Esta sombría historia de traiciones tiene en la actualidad reverberaciones cuyo impacto es difícil evaluar a la luz de los vertiginosos acontecimientos del presente. Sin embargo, figurantes políticos que irrumpieron con mayor o menor fortuna en los años del kirchnerismo han mostrado evidencias de ingratitud rayanas con la deslealtad e incluso con la perfidia: Florencio Randazzo cabalgó en andenes dispuestos por un gobierno que decidió hacer un esfuerzo prioritario para mejorar los trayectos del transporte público después de sesenta años de desinversión. Juan Manuel Abal Media hizo gala de portación de apellido para escabullirse en vericuetos jurídicos que derivaron en acusaciones de “Futbol de Primera” hacia colegas y compañeros de ruta. Uno de sus subalternos en la Jefatura de Gabinete de Ministros, Lucas Nejamkis, otrora su jefe de asesores, se exhibe públicamente como socio en emprendimientos de seguridad con Antonio “Jaime” Stiuso, antiguo mandamás de la SIDE y la AFI, responsable de gran parte de los apócrifos “carpetazos” con los que en la actualidad se persigue a militantes de toda laya.

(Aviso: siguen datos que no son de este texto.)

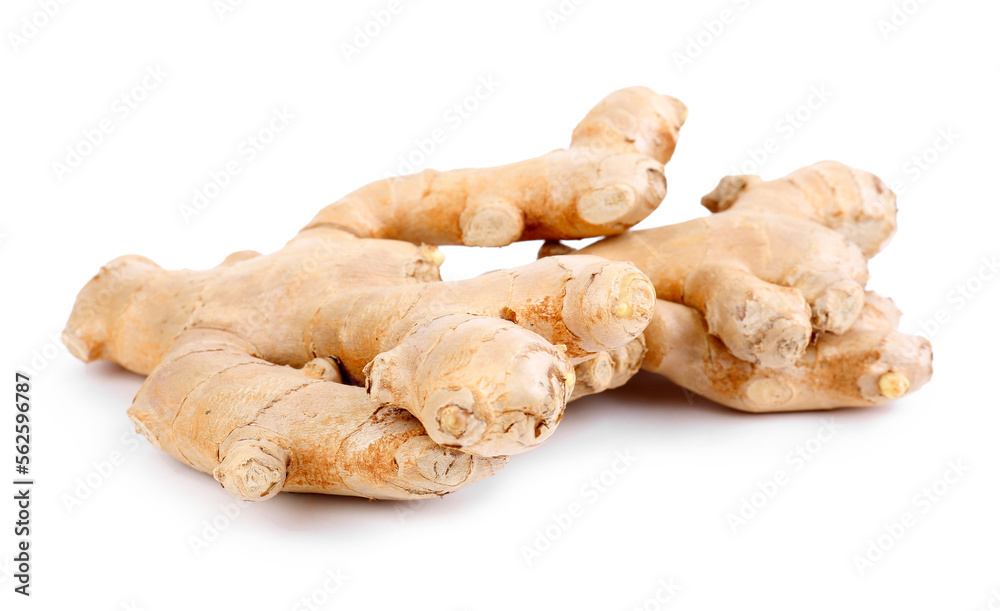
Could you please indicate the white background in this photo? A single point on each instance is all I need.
(665, 518)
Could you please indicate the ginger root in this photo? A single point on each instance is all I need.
(762, 305)
(485, 365)
(610, 178)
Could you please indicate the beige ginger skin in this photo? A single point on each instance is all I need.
(762, 307)
(485, 366)
(610, 178)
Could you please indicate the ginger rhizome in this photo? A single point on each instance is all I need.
(485, 366)
(762, 306)
(610, 178)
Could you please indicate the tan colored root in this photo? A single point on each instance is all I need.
(610, 178)
(261, 429)
(376, 304)
(766, 282)
(870, 364)
(606, 370)
(484, 386)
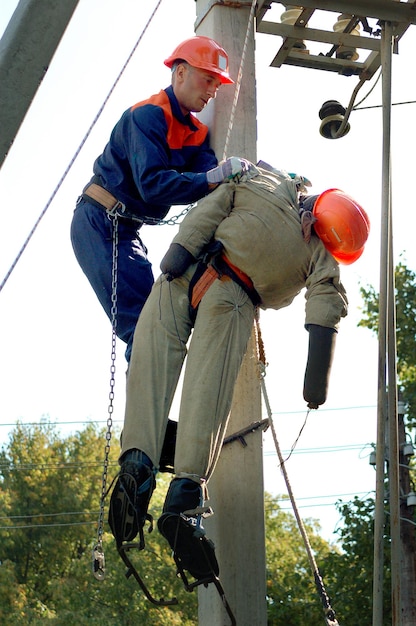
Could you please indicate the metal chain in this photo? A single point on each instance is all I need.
(171, 221)
(98, 552)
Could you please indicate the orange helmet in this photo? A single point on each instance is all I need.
(342, 225)
(204, 53)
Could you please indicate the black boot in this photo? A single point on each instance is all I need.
(131, 496)
(180, 524)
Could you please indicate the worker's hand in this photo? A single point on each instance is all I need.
(228, 169)
(318, 367)
(176, 261)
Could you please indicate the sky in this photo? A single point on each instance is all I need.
(56, 340)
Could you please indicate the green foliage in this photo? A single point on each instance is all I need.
(350, 570)
(49, 501)
(405, 294)
(49, 504)
(291, 593)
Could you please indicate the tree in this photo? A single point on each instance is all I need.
(49, 497)
(405, 297)
(291, 594)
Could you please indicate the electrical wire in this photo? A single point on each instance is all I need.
(77, 152)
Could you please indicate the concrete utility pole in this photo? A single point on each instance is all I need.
(236, 489)
(26, 50)
(407, 528)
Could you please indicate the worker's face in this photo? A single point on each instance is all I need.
(194, 88)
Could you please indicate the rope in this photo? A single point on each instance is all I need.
(239, 78)
(328, 611)
(72, 161)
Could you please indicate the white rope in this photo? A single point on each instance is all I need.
(329, 612)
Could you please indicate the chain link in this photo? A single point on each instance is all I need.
(98, 552)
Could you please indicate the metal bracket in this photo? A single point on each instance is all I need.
(243, 4)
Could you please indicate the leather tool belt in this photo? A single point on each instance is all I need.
(220, 268)
(105, 198)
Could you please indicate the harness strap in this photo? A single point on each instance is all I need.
(103, 197)
(203, 284)
(222, 269)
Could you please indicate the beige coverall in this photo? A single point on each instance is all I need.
(258, 223)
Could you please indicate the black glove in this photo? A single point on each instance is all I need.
(318, 366)
(176, 261)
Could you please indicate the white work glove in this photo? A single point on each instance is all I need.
(176, 261)
(228, 169)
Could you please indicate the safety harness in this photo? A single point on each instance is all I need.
(218, 267)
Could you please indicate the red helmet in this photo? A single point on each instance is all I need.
(204, 53)
(342, 225)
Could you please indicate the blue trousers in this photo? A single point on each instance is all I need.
(92, 241)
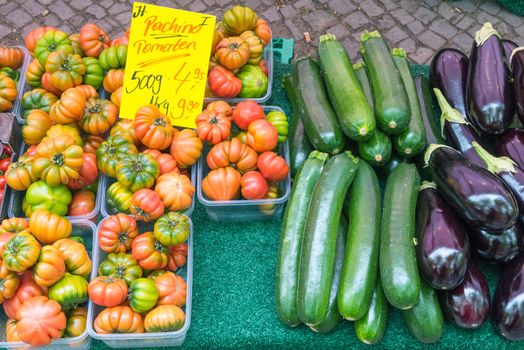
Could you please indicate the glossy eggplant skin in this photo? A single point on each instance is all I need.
(442, 249)
(448, 72)
(508, 302)
(517, 66)
(468, 304)
(511, 144)
(498, 247)
(489, 91)
(480, 197)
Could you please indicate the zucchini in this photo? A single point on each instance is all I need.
(390, 96)
(320, 121)
(317, 257)
(411, 141)
(291, 238)
(425, 321)
(355, 116)
(299, 145)
(371, 328)
(377, 150)
(360, 271)
(398, 264)
(362, 76)
(333, 317)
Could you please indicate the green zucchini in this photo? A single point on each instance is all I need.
(320, 121)
(362, 76)
(389, 94)
(377, 150)
(317, 257)
(398, 265)
(360, 271)
(425, 321)
(355, 116)
(411, 141)
(371, 328)
(333, 317)
(299, 145)
(291, 238)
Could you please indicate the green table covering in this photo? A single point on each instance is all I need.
(233, 290)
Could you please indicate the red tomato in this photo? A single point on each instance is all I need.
(262, 136)
(272, 166)
(254, 186)
(246, 112)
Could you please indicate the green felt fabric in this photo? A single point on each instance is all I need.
(233, 288)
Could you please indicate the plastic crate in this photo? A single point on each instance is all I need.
(143, 340)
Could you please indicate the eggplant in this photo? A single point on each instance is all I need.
(489, 91)
(508, 302)
(497, 247)
(479, 196)
(459, 133)
(448, 73)
(517, 66)
(442, 249)
(512, 175)
(511, 144)
(468, 304)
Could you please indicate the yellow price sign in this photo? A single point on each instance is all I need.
(167, 61)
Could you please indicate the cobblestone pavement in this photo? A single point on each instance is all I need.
(420, 27)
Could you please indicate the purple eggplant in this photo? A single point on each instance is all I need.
(442, 250)
(508, 302)
(511, 144)
(489, 90)
(498, 247)
(448, 73)
(517, 66)
(468, 304)
(479, 196)
(459, 133)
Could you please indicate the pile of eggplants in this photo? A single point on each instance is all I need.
(474, 206)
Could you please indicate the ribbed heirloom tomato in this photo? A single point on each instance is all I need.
(116, 233)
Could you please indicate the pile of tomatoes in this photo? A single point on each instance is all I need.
(43, 278)
(236, 67)
(11, 59)
(150, 160)
(133, 302)
(242, 158)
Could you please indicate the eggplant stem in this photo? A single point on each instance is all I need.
(495, 165)
(449, 113)
(484, 33)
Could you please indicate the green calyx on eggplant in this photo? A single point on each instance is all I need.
(468, 304)
(489, 90)
(508, 301)
(479, 196)
(442, 249)
(456, 129)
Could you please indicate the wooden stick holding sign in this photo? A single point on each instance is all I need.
(167, 62)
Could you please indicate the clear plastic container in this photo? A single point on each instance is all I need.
(241, 209)
(16, 198)
(143, 340)
(268, 57)
(86, 230)
(108, 181)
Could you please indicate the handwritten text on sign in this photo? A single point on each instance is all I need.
(167, 62)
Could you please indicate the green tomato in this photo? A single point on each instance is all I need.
(171, 229)
(279, 121)
(137, 171)
(70, 291)
(120, 265)
(254, 82)
(53, 198)
(142, 295)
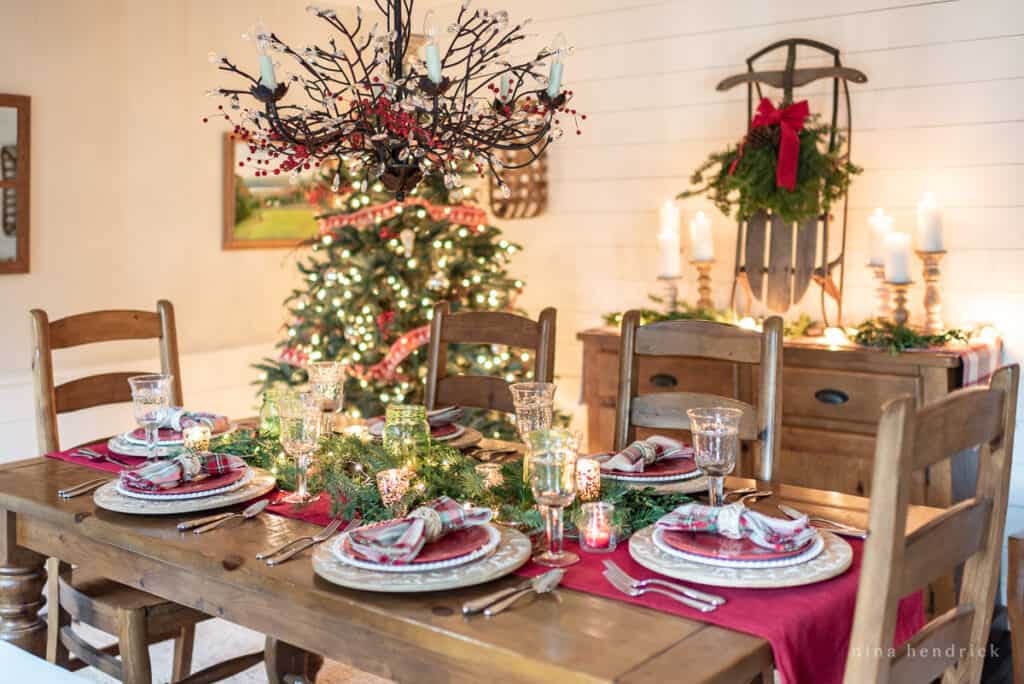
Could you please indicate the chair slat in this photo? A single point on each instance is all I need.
(474, 390)
(94, 390)
(961, 421)
(489, 328)
(103, 327)
(942, 544)
(699, 338)
(668, 410)
(935, 648)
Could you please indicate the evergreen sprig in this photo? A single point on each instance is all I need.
(822, 177)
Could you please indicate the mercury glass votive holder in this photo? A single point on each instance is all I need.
(597, 529)
(197, 437)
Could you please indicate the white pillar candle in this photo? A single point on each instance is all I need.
(701, 241)
(929, 224)
(668, 242)
(897, 257)
(882, 224)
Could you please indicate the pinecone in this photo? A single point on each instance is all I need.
(763, 136)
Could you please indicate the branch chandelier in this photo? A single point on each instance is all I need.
(392, 119)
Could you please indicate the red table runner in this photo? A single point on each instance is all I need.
(807, 627)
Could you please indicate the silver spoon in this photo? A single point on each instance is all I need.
(251, 512)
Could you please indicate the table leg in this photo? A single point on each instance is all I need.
(283, 658)
(23, 578)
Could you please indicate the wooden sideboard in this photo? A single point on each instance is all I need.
(832, 399)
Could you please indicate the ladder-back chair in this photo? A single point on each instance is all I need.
(484, 328)
(895, 564)
(759, 426)
(137, 618)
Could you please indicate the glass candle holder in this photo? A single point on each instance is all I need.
(407, 434)
(491, 473)
(588, 479)
(597, 530)
(197, 437)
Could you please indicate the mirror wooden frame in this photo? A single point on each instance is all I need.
(20, 184)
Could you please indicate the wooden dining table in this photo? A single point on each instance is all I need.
(566, 637)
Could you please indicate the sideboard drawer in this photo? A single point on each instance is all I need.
(841, 395)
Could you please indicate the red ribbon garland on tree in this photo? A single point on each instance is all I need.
(791, 122)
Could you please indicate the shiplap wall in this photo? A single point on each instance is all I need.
(943, 111)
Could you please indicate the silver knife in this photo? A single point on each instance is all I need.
(824, 523)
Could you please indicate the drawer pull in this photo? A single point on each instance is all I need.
(833, 396)
(664, 380)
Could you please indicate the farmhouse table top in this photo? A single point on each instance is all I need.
(576, 637)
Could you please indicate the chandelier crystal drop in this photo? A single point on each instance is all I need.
(364, 100)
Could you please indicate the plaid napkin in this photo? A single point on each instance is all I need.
(735, 521)
(399, 541)
(644, 453)
(178, 419)
(182, 468)
(446, 416)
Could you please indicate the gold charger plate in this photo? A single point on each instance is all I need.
(512, 552)
(833, 561)
(109, 498)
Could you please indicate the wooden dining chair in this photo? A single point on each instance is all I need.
(135, 617)
(484, 328)
(759, 426)
(895, 564)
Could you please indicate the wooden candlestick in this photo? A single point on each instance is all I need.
(671, 292)
(933, 295)
(882, 307)
(704, 284)
(899, 292)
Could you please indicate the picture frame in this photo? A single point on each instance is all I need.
(276, 214)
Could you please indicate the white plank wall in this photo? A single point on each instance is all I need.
(943, 111)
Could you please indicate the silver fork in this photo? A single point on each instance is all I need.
(281, 554)
(643, 584)
(629, 590)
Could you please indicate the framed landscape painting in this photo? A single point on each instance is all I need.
(264, 212)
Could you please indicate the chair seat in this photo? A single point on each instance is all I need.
(97, 601)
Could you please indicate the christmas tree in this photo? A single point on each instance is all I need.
(371, 282)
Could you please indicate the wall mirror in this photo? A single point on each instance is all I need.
(14, 176)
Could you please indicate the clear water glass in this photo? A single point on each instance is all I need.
(301, 426)
(151, 395)
(327, 384)
(535, 402)
(552, 479)
(716, 443)
(407, 433)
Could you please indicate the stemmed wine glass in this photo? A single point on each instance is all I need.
(552, 479)
(327, 384)
(301, 426)
(151, 395)
(716, 442)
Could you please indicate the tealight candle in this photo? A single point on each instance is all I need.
(702, 243)
(882, 225)
(597, 533)
(196, 437)
(929, 224)
(588, 479)
(898, 258)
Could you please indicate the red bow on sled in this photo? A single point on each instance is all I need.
(791, 122)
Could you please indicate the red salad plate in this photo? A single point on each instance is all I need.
(666, 468)
(452, 546)
(196, 486)
(722, 548)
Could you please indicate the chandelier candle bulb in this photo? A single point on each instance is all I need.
(882, 225)
(670, 263)
(701, 241)
(588, 479)
(897, 258)
(929, 224)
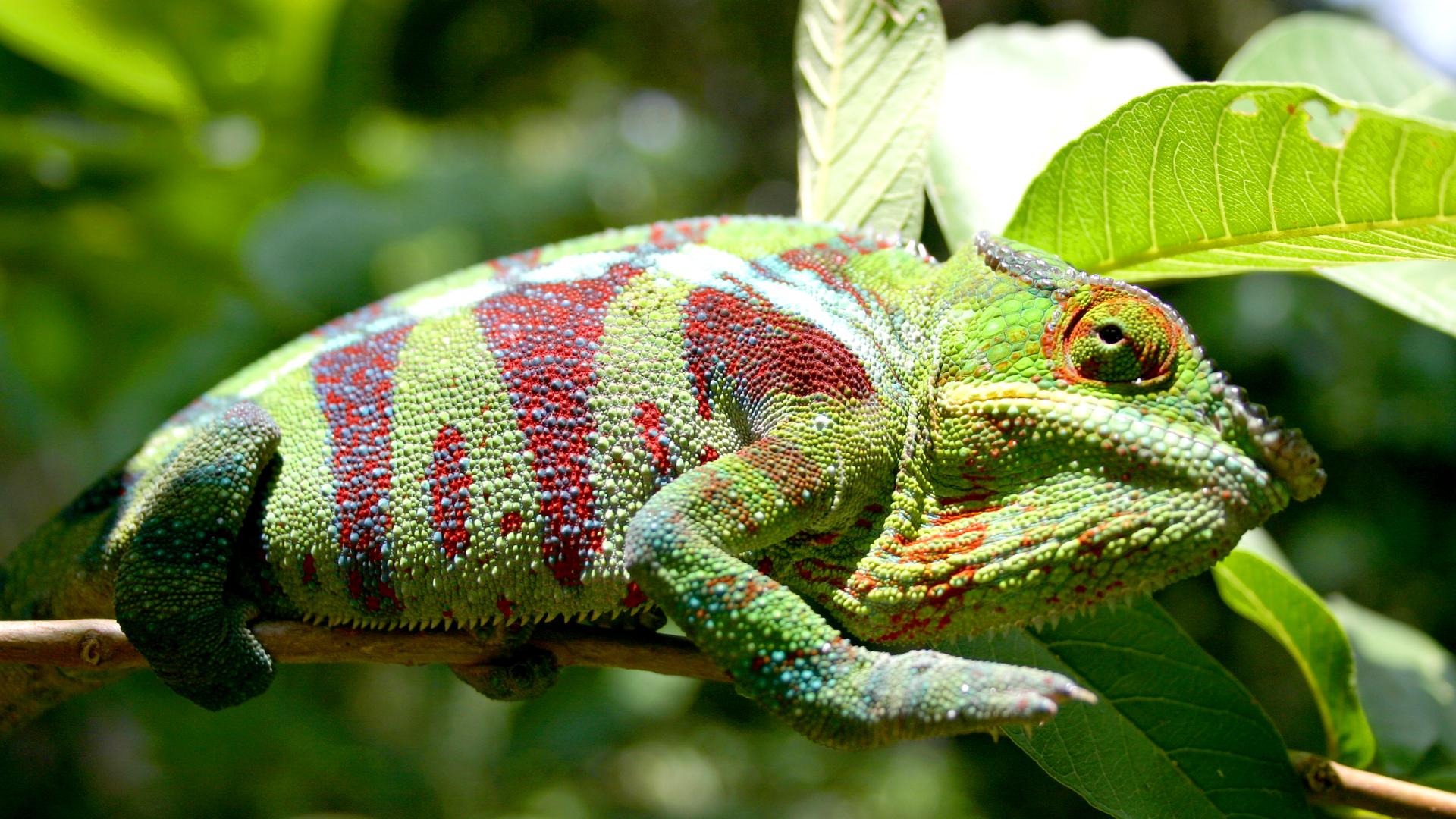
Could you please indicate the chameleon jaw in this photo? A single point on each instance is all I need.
(1133, 436)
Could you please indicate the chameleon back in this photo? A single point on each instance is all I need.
(473, 449)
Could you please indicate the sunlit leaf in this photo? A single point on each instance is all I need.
(1347, 57)
(1363, 63)
(1407, 684)
(92, 42)
(1213, 178)
(1012, 96)
(867, 77)
(1291, 613)
(1174, 733)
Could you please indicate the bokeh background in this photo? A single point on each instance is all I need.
(343, 149)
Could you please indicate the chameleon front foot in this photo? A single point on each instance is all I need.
(526, 673)
(930, 694)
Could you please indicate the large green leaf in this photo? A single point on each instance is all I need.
(1012, 96)
(1360, 61)
(1347, 57)
(93, 42)
(867, 77)
(1228, 177)
(1174, 733)
(1407, 682)
(1291, 613)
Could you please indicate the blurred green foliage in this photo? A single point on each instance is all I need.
(187, 186)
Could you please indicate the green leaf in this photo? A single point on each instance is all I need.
(1012, 96)
(1424, 292)
(1360, 61)
(93, 42)
(1347, 57)
(1228, 177)
(1174, 733)
(1291, 613)
(867, 77)
(1407, 684)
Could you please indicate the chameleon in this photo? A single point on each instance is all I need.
(819, 450)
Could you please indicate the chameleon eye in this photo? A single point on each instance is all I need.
(1120, 340)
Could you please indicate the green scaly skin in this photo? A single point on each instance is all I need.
(811, 447)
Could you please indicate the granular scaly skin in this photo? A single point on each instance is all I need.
(797, 441)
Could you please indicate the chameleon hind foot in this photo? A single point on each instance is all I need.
(172, 598)
(525, 673)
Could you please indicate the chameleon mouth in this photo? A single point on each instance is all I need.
(1286, 452)
(1270, 450)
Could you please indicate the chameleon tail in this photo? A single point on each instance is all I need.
(60, 572)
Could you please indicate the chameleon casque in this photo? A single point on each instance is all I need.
(804, 444)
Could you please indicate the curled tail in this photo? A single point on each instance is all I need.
(60, 572)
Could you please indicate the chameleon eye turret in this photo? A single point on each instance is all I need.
(794, 439)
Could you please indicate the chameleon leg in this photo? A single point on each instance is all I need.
(172, 598)
(683, 550)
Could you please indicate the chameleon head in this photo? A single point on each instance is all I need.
(1082, 449)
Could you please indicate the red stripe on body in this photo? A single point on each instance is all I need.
(764, 352)
(545, 338)
(356, 391)
(654, 438)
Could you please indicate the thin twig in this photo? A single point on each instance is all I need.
(1331, 783)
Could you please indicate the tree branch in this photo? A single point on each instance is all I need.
(1331, 783)
(101, 646)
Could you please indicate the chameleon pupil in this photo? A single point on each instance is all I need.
(1110, 334)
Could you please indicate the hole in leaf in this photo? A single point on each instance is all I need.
(1327, 127)
(1244, 105)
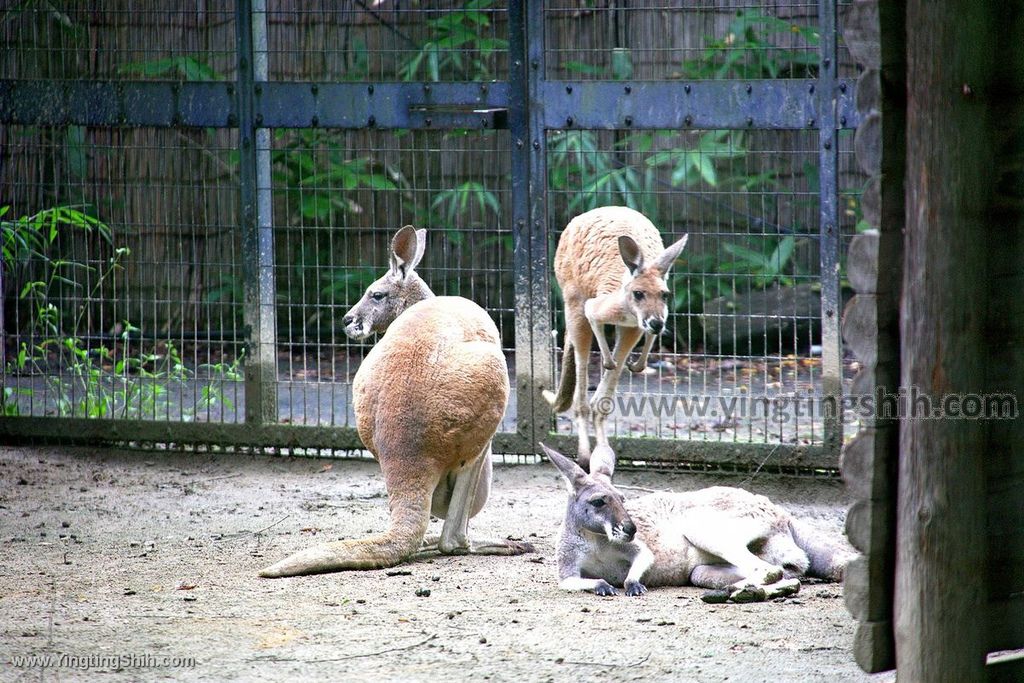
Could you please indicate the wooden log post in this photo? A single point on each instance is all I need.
(870, 328)
(940, 609)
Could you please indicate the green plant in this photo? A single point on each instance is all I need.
(82, 378)
(458, 47)
(766, 264)
(316, 178)
(183, 68)
(592, 176)
(745, 52)
(698, 163)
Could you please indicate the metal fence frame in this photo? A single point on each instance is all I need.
(527, 104)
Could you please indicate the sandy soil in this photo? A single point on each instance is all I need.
(153, 558)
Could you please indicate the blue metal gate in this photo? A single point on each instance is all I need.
(732, 125)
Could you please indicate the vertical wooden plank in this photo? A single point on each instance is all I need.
(940, 592)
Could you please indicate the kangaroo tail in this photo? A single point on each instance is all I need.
(410, 517)
(828, 558)
(566, 386)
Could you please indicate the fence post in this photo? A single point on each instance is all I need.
(257, 237)
(829, 245)
(535, 370)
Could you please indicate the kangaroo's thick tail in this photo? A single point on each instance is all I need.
(566, 385)
(410, 517)
(828, 557)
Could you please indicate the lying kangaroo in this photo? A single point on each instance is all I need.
(717, 538)
(598, 291)
(428, 398)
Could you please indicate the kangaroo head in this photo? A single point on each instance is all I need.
(595, 505)
(398, 289)
(645, 290)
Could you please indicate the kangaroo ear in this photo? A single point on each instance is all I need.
(407, 250)
(630, 251)
(574, 476)
(669, 256)
(602, 462)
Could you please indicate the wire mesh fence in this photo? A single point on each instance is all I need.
(127, 290)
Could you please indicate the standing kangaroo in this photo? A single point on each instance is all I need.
(611, 267)
(717, 538)
(428, 398)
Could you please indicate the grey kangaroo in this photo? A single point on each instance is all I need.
(739, 544)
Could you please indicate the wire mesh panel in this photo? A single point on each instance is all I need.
(119, 258)
(195, 194)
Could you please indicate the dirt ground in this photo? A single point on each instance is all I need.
(134, 565)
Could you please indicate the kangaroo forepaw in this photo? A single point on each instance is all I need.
(519, 547)
(782, 589)
(637, 366)
(749, 593)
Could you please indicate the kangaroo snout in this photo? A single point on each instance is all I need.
(654, 326)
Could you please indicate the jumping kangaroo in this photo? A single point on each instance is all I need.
(428, 398)
(598, 291)
(717, 538)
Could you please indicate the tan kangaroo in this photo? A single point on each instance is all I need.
(611, 267)
(719, 538)
(428, 398)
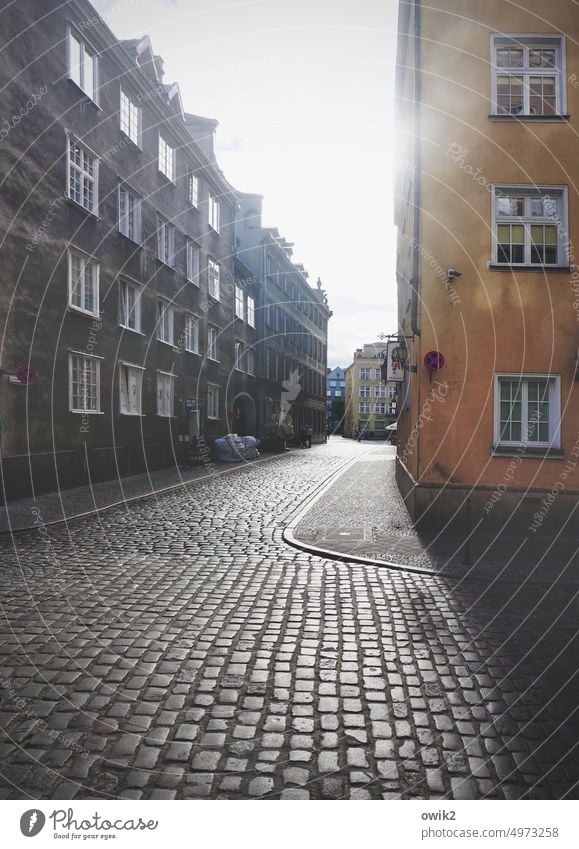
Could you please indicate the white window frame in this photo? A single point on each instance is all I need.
(79, 78)
(239, 303)
(96, 361)
(192, 333)
(250, 305)
(126, 194)
(85, 260)
(83, 174)
(126, 314)
(526, 42)
(193, 189)
(193, 259)
(214, 279)
(554, 440)
(165, 405)
(213, 401)
(214, 213)
(130, 118)
(165, 241)
(127, 405)
(528, 192)
(165, 321)
(213, 343)
(167, 158)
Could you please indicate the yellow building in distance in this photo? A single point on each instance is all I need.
(370, 404)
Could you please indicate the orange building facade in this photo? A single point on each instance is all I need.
(487, 210)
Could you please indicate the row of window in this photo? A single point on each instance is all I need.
(85, 395)
(83, 70)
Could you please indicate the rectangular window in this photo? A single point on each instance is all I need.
(250, 311)
(192, 334)
(212, 401)
(165, 321)
(129, 214)
(84, 384)
(165, 241)
(165, 392)
(82, 65)
(193, 189)
(214, 213)
(130, 303)
(527, 75)
(83, 283)
(239, 311)
(166, 159)
(238, 356)
(82, 183)
(529, 225)
(527, 410)
(130, 386)
(212, 343)
(193, 255)
(214, 272)
(130, 116)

Según eminentes tratadistas ligados al estudio de la “Historia de las traiciones argentinas”, los nombres de Alberto Fernández, Sergio Massa, Juan Manuel Urtubey y Miguel Ángel Pichetto acumulan suficientes cucardas para incorporarse en el noveno círculo de la Divina Comedia. A eso anillo se derivaban –según Dante Alighieri– a los traidores. Pero el más infame de sus habitáculos. la “cuarta y última ronda”, está reservada para quienes se comportan con deslealtad con quienes fueron sus promotores, sus protectores o sus benefactores. En el relato bíblico –eficiente en tanto parte de la raíz simbólica y cultural de gran parte de la humanidad–, el fugitivo Caín es castigado por la deidad con una marca visible e imprescriptible en su frente. Una señal que se divisa desde diferentes ángulos dispares, como forma de advertencia, humillación y relato pedagógico, de lo que el Dante asoció a lo canallesco e innombrable.